= Maurizio Cazzati =

Italian composer

Maurizio Cazzati (1 March 1616 – 28 September 1678) was a northern Italian composer of the seventeenth century.

==Biography==
Cazzati was born in Luzzara in the Duchy of Mantua. Though almost unknown today, during his lifetime he served as a successful music director in many cities near his birthplace, including Mantua, Bozzolo, Ferrara and Bergamo, where he was succeeded by Pietro Andrea Ziani. He was so well-thought-of that in 1657 he was invited to take the position of maestro di cappella of San Petronio Basilica in Bologna, without needing to apply for it. Immediately after his appointment, he made some radical reforms that won him general hostility from the musical community, and led to personal conflicts with other members of the cappella. In particular, he was bitterly criticized by Lorenzo Perti (the uncle of Giacomo Antonio Perti) and Giulio Cesare Arresti, who questioned his capability as maestro. Likely, as Cazzati later declared, they were just jealous of his position.

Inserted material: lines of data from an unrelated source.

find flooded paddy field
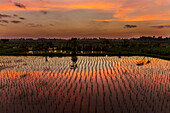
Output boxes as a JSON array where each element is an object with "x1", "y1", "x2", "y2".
[{"x1": 0, "y1": 56, "x2": 169, "y2": 113}]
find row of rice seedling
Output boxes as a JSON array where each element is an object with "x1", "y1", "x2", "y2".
[{"x1": 0, "y1": 56, "x2": 169, "y2": 113}]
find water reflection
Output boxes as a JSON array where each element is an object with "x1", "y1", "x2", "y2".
[
  {"x1": 70, "y1": 38, "x2": 78, "y2": 70},
  {"x1": 136, "y1": 56, "x2": 151, "y2": 66},
  {"x1": 0, "y1": 56, "x2": 169, "y2": 113},
  {"x1": 70, "y1": 55, "x2": 78, "y2": 70},
  {"x1": 45, "y1": 56, "x2": 48, "y2": 62}
]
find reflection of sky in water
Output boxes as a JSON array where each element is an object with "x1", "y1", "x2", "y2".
[
  {"x1": 0, "y1": 56, "x2": 169, "y2": 73},
  {"x1": 0, "y1": 56, "x2": 169, "y2": 113}
]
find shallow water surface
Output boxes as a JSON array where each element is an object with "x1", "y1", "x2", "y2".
[{"x1": 0, "y1": 56, "x2": 169, "y2": 113}]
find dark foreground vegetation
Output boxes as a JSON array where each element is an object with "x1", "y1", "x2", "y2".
[{"x1": 0, "y1": 36, "x2": 170, "y2": 60}]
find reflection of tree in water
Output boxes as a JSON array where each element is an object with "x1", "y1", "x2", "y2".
[
  {"x1": 45, "y1": 56, "x2": 48, "y2": 62},
  {"x1": 136, "y1": 56, "x2": 151, "y2": 66},
  {"x1": 70, "y1": 38, "x2": 78, "y2": 70},
  {"x1": 70, "y1": 55, "x2": 78, "y2": 70}
]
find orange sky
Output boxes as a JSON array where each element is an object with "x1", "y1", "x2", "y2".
[{"x1": 0, "y1": 0, "x2": 170, "y2": 38}]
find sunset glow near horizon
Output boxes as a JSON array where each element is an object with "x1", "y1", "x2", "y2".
[{"x1": 0, "y1": 0, "x2": 170, "y2": 39}]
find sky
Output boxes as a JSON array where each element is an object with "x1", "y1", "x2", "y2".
[{"x1": 0, "y1": 0, "x2": 170, "y2": 39}]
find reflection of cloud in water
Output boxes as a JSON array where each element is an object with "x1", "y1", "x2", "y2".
[{"x1": 0, "y1": 56, "x2": 169, "y2": 113}]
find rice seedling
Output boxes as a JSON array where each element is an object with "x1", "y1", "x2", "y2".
[{"x1": 0, "y1": 56, "x2": 169, "y2": 113}]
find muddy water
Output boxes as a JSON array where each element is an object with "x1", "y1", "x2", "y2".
[{"x1": 0, "y1": 56, "x2": 169, "y2": 113}]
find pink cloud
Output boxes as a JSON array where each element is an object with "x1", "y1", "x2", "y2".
[{"x1": 0, "y1": 0, "x2": 169, "y2": 21}]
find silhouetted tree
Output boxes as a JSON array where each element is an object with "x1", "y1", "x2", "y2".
[{"x1": 1, "y1": 39, "x2": 9, "y2": 43}]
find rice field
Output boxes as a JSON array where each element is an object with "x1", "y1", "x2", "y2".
[{"x1": 0, "y1": 56, "x2": 169, "y2": 113}]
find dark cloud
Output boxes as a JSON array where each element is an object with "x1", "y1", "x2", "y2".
[
  {"x1": 19, "y1": 17, "x2": 26, "y2": 20},
  {"x1": 11, "y1": 20, "x2": 22, "y2": 24},
  {"x1": 124, "y1": 25, "x2": 137, "y2": 28},
  {"x1": 14, "y1": 2, "x2": 26, "y2": 8},
  {"x1": 13, "y1": 14, "x2": 18, "y2": 17},
  {"x1": 103, "y1": 21, "x2": 109, "y2": 23},
  {"x1": 27, "y1": 23, "x2": 43, "y2": 27},
  {"x1": 13, "y1": 14, "x2": 26, "y2": 20},
  {"x1": 0, "y1": 20, "x2": 9, "y2": 23},
  {"x1": 49, "y1": 24, "x2": 54, "y2": 26},
  {"x1": 151, "y1": 25, "x2": 170, "y2": 29},
  {"x1": 40, "y1": 11, "x2": 48, "y2": 15},
  {"x1": 0, "y1": 14, "x2": 11, "y2": 18}
]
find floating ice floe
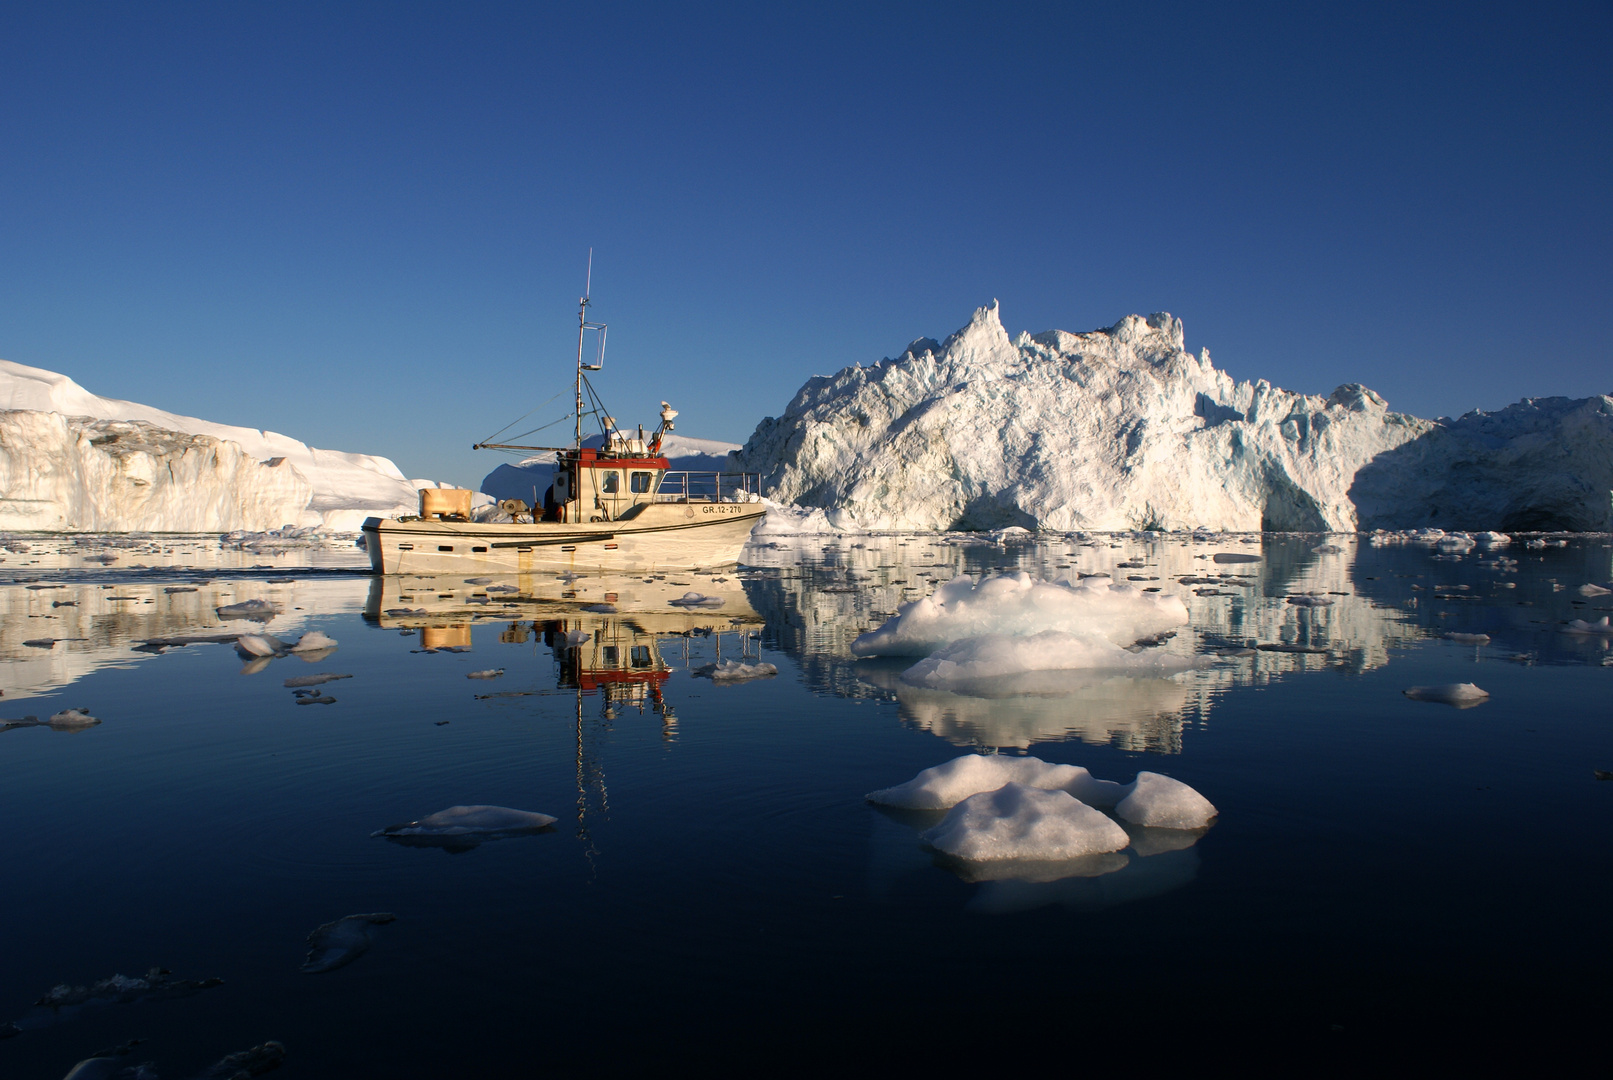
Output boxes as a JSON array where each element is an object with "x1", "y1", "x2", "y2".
[
  {"x1": 1113, "y1": 772, "x2": 1220, "y2": 829},
  {"x1": 694, "y1": 660, "x2": 778, "y2": 682},
  {"x1": 301, "y1": 913, "x2": 396, "y2": 973},
  {"x1": 215, "y1": 599, "x2": 280, "y2": 621},
  {"x1": 283, "y1": 673, "x2": 351, "y2": 688},
  {"x1": 669, "y1": 591, "x2": 725, "y2": 608},
  {"x1": 1403, "y1": 683, "x2": 1490, "y2": 706},
  {"x1": 466, "y1": 669, "x2": 504, "y2": 679},
  {"x1": 866, "y1": 754, "x2": 1129, "y2": 812},
  {"x1": 6, "y1": 967, "x2": 223, "y2": 1032},
  {"x1": 464, "y1": 577, "x2": 493, "y2": 585},
  {"x1": 1286, "y1": 595, "x2": 1335, "y2": 607},
  {"x1": 920, "y1": 783, "x2": 1130, "y2": 861},
  {"x1": 1442, "y1": 632, "x2": 1491, "y2": 644},
  {"x1": 289, "y1": 630, "x2": 338, "y2": 652},
  {"x1": 1578, "y1": 583, "x2": 1612, "y2": 596},
  {"x1": 1212, "y1": 552, "x2": 1262, "y2": 563},
  {"x1": 851, "y1": 573, "x2": 1187, "y2": 658},
  {"x1": 2, "y1": 709, "x2": 100, "y2": 733},
  {"x1": 1473, "y1": 532, "x2": 1511, "y2": 546},
  {"x1": 1563, "y1": 617, "x2": 1612, "y2": 634},
  {"x1": 584, "y1": 603, "x2": 618, "y2": 613},
  {"x1": 234, "y1": 633, "x2": 286, "y2": 657},
  {"x1": 898, "y1": 630, "x2": 1198, "y2": 690},
  {"x1": 372, "y1": 805, "x2": 557, "y2": 852},
  {"x1": 486, "y1": 584, "x2": 519, "y2": 593},
  {"x1": 562, "y1": 630, "x2": 591, "y2": 646}
]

In 1671, he left this position and returned to Mantua, where he served the Duchess Isabella as Maestro di Cappella da Camera until his death. While being only a small portion of his enormous printed output (66 printed volumes), his instrumental music is nowadays considered the most important and influential part. His op. 35 (1665) contains the first known example of a trumpet sonata.